PHPMyAdmin – The classic MySQL database administration tool for the web. If you haven’t used it before, its a great way to browse your database and make changes.
Maldet – Maldet is a Linux malware detection tool that runs periodically on your system to see if it has been infected. This is disabled by default, but can easily be enabled with the directions included with your new server.
Cockpit – Cockpit is a web based interface for your server. You can easily see how your server is configured, what resource usage looks like, and update packages all without even SSHing into your server.
What’s WordPress Running On?
The Vultr One-Click WordPress system that we decided to use had the following hardware and software:
Ubuntu 18.04 LTS
Overall the software is a pretty standard LEMP setup and the hardware is as performant as you would expect for $5 per month. It’s also worth noting that the installation script for this one click install might need some updating because it installs the previous version of WordPress.
Performance Out of the Box
So you’ve spun up your new Vultr One-Click WordPress server, but what sort of performance can you get out of it? Using Kernl’s WordPress Load Testing we can easily see the performance that this $5 per month server gives you.
For both this test and the cached test (next section) we attempted to have 200 concurrent users browse the WordPress site for 30 minutes. The traffic was generated from Digital Ocean’s NYC3 datacenter.
As you can see we get up to about 20 requests per second before the server starts returning failures. For a $5 machine this isn’t bad at all. 20 req/s over the course of 24 hours is ~1.7 million requests.
Initially response times are pretty good, but as resource contention on the server increases the average and median response times start to go up. Even when under full load, the pages returned in under 5 seconds. Not terrible, but you definitely aren’t winning friends with that sort of performance.
The response time distribution is mostly what you would expect after seeing the error rate and the average response time. 99% of requests return in under 5.5 seconds. In general you want to see your 99th and 100th percentiles be low, but given the duress the server was under this isn’t surprising at all.
Overall the system performed well and was configured well enough to handle a small-ish load test.
Performance with Caching
The test above is almost silly in that most people willdefinitelybe using some form of caching on their WordPress site. For a more realistic test, I enabled W3 Total Cache on the WordPress installation. There wasn’t any Memcached or Redis installation available, so all cache settings were tuned to “Disk (enhanced)”.

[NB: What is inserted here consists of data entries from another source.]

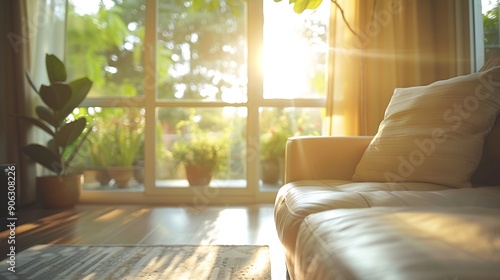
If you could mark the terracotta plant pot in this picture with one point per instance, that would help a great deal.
(59, 192)
(121, 175)
(198, 175)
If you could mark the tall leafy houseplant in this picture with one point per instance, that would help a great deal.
(60, 98)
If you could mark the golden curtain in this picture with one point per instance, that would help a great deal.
(15, 96)
(393, 43)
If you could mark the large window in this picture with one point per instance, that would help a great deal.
(218, 84)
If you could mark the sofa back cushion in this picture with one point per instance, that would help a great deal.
(488, 171)
(434, 133)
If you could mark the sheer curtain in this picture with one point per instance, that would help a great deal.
(32, 28)
(387, 44)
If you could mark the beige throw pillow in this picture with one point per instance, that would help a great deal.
(434, 133)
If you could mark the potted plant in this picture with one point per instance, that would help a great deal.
(116, 147)
(61, 190)
(200, 152)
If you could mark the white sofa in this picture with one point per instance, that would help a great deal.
(334, 228)
(419, 200)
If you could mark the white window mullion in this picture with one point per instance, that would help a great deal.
(150, 96)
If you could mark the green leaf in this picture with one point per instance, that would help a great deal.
(38, 123)
(69, 132)
(32, 85)
(45, 114)
(79, 90)
(313, 4)
(43, 156)
(55, 69)
(55, 96)
(300, 6)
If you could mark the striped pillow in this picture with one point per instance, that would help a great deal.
(434, 133)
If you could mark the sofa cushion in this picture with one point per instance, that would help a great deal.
(488, 171)
(400, 243)
(297, 200)
(434, 133)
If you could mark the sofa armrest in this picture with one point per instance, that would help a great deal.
(323, 157)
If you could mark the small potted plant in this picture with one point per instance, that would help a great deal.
(115, 148)
(61, 190)
(201, 153)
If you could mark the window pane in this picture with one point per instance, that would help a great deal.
(491, 28)
(115, 144)
(201, 53)
(295, 51)
(277, 125)
(201, 136)
(105, 42)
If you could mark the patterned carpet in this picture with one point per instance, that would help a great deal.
(54, 262)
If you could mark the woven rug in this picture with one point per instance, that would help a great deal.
(53, 262)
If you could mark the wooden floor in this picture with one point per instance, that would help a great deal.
(138, 224)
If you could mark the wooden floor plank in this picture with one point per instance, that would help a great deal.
(141, 224)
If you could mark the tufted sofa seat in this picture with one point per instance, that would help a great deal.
(310, 197)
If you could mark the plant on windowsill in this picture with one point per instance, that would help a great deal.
(200, 152)
(66, 135)
(116, 147)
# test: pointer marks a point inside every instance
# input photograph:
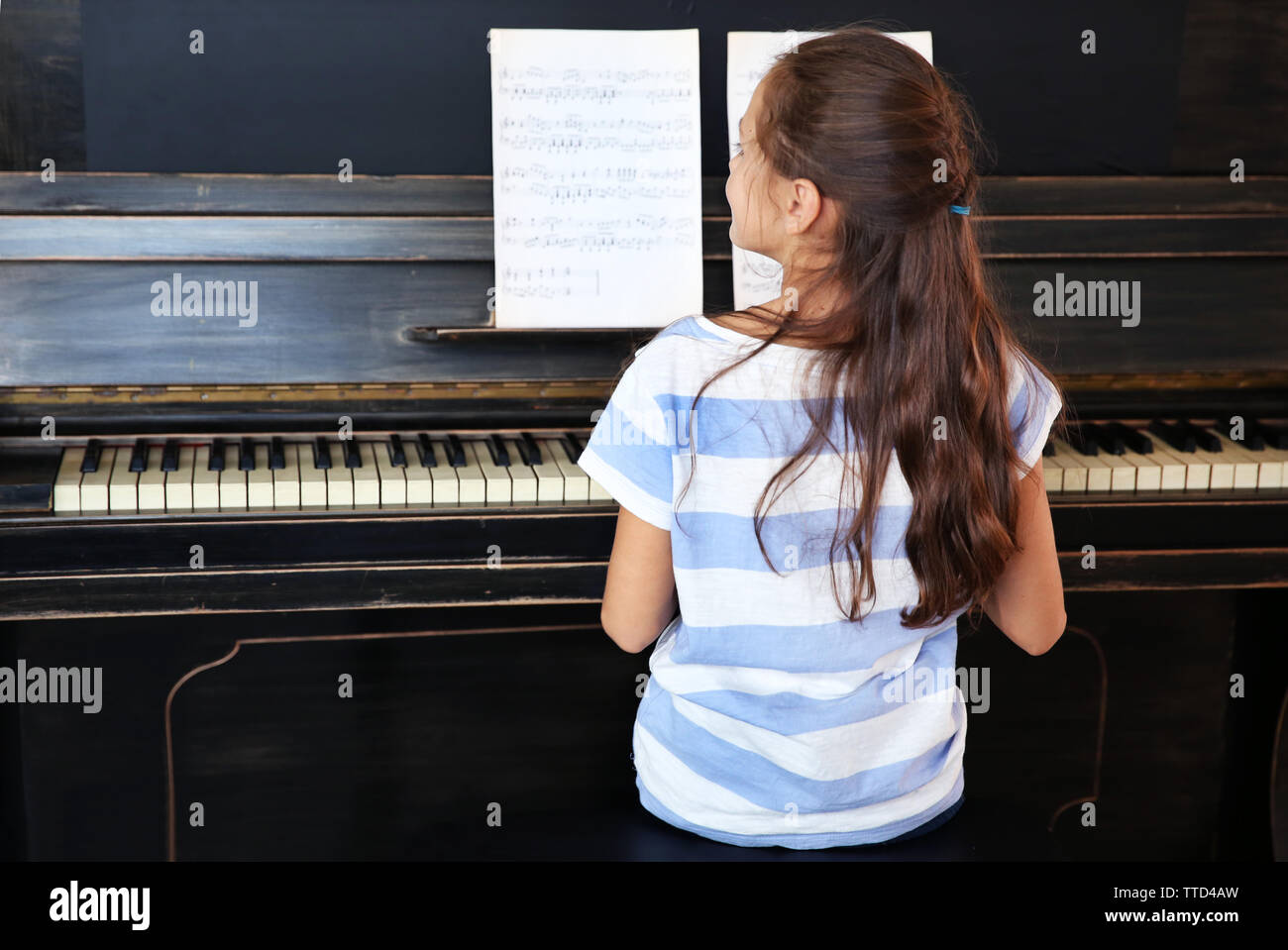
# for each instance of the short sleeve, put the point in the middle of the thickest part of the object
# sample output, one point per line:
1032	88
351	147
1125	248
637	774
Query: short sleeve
1034	404
629	452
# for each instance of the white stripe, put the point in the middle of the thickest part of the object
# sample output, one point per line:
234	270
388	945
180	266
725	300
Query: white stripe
803	597
825	755
706	803
681	365
733	485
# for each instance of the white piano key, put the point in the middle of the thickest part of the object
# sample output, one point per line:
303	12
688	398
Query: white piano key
232	481
259	480
550	479
286	480
1074	473
1222	469
472	484
1172	470
1122	474
123	486
496	477
447	482
576	481
1149	473
205	482
1247	465
1197	470
153	482
393	482
523	477
1274	467
1052	474
94	499
366	479
1099	474
339	480
420	479
312	479
178	482
67	482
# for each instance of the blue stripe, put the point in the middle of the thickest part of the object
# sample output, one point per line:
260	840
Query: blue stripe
716	540
748	428
791	713
824	649
767	786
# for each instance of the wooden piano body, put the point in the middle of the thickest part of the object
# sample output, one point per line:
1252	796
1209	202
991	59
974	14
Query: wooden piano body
468	633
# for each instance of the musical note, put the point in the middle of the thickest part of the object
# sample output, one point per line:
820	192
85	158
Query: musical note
596	176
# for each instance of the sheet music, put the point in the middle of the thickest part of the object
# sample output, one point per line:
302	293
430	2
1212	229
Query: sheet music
758	278
596	176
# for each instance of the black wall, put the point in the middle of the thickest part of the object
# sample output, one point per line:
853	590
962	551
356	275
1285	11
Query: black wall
400	86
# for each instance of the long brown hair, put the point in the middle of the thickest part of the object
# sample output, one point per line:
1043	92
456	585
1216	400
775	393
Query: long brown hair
915	334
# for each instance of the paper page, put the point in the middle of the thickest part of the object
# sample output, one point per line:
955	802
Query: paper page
756	278
596	176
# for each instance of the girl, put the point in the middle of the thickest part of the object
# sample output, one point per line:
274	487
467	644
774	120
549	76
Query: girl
825	482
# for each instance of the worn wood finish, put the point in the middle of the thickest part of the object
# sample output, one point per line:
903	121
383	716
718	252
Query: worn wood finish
452	239
373	304
355	280
472	194
351	322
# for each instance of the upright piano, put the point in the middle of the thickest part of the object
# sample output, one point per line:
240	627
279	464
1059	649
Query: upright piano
322	529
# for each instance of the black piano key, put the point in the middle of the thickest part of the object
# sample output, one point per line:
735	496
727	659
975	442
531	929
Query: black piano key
428	457
27	476
1136	442
500	456
321	454
140	456
1275	437
1106	439
1080	437
1175	437
170	456
93	454
529	448
455	452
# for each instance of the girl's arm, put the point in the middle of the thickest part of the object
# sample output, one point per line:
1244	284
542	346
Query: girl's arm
639	594
1026	602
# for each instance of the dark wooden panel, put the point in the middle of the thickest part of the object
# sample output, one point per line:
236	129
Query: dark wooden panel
441	239
90	323
1232	86
472	194
42	86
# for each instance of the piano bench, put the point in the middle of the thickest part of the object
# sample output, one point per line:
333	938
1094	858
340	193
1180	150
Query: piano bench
979	830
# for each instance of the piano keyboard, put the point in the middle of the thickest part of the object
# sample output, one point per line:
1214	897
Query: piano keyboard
1164	457
244	474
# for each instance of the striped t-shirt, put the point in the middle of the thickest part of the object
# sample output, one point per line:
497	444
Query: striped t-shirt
769	718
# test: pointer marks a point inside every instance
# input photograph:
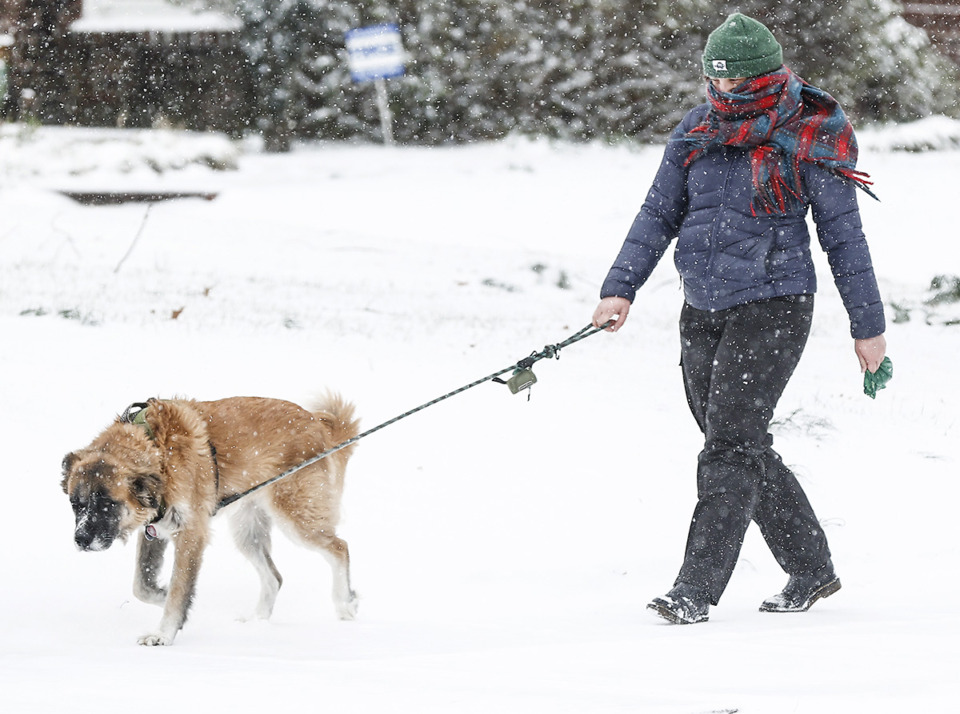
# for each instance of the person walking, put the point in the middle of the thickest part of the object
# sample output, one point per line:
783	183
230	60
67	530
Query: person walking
737	178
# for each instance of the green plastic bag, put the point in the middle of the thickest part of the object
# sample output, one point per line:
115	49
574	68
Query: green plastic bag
875	381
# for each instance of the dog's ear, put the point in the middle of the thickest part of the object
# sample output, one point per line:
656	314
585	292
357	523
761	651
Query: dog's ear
68	461
146	489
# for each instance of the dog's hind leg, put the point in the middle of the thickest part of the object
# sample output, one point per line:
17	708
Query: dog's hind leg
251	532
335	550
149	563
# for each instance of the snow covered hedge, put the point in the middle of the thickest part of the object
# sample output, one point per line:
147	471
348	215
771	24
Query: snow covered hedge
575	69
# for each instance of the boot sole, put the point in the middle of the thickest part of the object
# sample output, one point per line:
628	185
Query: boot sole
663	610
825	590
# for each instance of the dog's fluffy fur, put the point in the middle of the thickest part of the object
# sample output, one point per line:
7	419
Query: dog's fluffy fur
171	470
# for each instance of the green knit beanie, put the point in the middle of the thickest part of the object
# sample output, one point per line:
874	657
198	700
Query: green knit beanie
741	47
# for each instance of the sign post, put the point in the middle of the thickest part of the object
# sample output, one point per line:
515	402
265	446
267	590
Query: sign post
376	53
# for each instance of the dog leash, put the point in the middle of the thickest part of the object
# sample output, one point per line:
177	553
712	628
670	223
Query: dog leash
522	378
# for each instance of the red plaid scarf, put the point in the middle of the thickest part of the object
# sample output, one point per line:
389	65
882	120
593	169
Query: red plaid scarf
784	121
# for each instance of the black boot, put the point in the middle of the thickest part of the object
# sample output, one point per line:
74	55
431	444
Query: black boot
802	591
683	605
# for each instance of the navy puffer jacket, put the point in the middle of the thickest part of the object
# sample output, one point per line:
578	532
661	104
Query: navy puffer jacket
726	256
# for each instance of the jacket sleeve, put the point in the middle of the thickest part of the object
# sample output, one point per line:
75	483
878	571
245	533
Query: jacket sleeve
659	219
833	202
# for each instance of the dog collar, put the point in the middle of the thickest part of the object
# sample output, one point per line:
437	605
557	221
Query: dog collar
136	414
150	530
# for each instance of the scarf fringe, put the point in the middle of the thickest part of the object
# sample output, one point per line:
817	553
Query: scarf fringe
783	120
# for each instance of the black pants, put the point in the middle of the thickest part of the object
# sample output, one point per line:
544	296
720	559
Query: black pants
736	364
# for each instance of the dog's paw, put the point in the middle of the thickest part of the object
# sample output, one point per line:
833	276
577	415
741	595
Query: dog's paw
347	610
155	639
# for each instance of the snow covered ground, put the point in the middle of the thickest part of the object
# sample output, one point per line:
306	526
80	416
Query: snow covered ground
504	549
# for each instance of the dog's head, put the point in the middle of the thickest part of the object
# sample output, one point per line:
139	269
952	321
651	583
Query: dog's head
111	495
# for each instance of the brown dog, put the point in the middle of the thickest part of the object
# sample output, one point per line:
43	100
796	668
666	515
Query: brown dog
164	467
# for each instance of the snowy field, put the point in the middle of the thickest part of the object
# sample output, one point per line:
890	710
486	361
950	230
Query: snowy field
504	549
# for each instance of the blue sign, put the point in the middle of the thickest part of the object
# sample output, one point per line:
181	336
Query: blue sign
375	52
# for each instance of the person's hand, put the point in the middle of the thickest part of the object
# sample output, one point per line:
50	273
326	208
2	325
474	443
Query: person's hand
870	352
612	308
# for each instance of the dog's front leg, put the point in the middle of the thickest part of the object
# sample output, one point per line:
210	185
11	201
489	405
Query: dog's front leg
188	547
149	563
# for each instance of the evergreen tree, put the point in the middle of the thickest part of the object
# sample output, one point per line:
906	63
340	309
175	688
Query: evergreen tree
574	69
862	51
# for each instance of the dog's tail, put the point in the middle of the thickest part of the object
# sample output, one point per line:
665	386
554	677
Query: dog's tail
338	415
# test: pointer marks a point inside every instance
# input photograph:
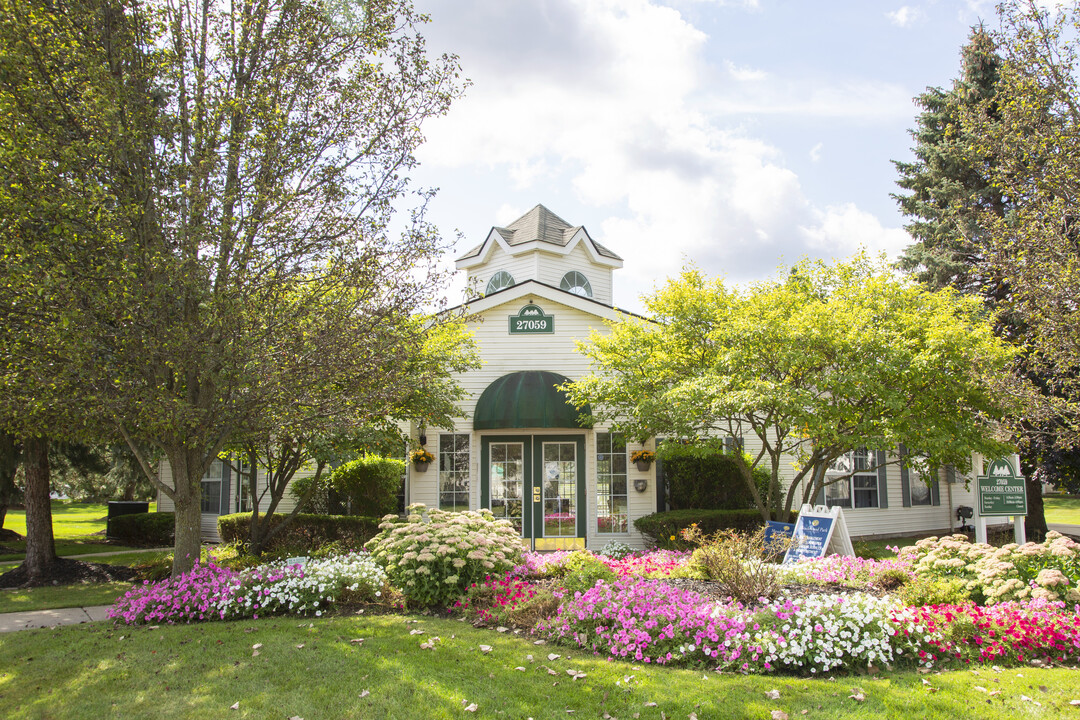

As you can see the difference in performance with caching enabled is quite good. We didn’t see any errors at all for the duration of the test and the maximum concurrent requests per second peaked at 160. Over a 24 hour period, that would be 13.8 million requests.
The response time over the course of the test was also quite good. Initially it hovered around 35ms on average, but as resource contention on the server increased it leveled out at around 140ms. Not too bad for $5 and nearly zero configuration.
Finally we come to the response time distribution. You can see here that 50% of requests finished in under 100ms, 99% finished in under 700ms, and all requests finished by 1800ms. These are good numbers.
If you need to host a WordPress site and don’t want to much around with configuration, the Vultr One-Click WordPress service is pretty good. In the long-term you’ll still need to know a little about system administration to apply updates, but it is definitely a great place to start and gets you a lot of the way to a fully functioning WordPress site.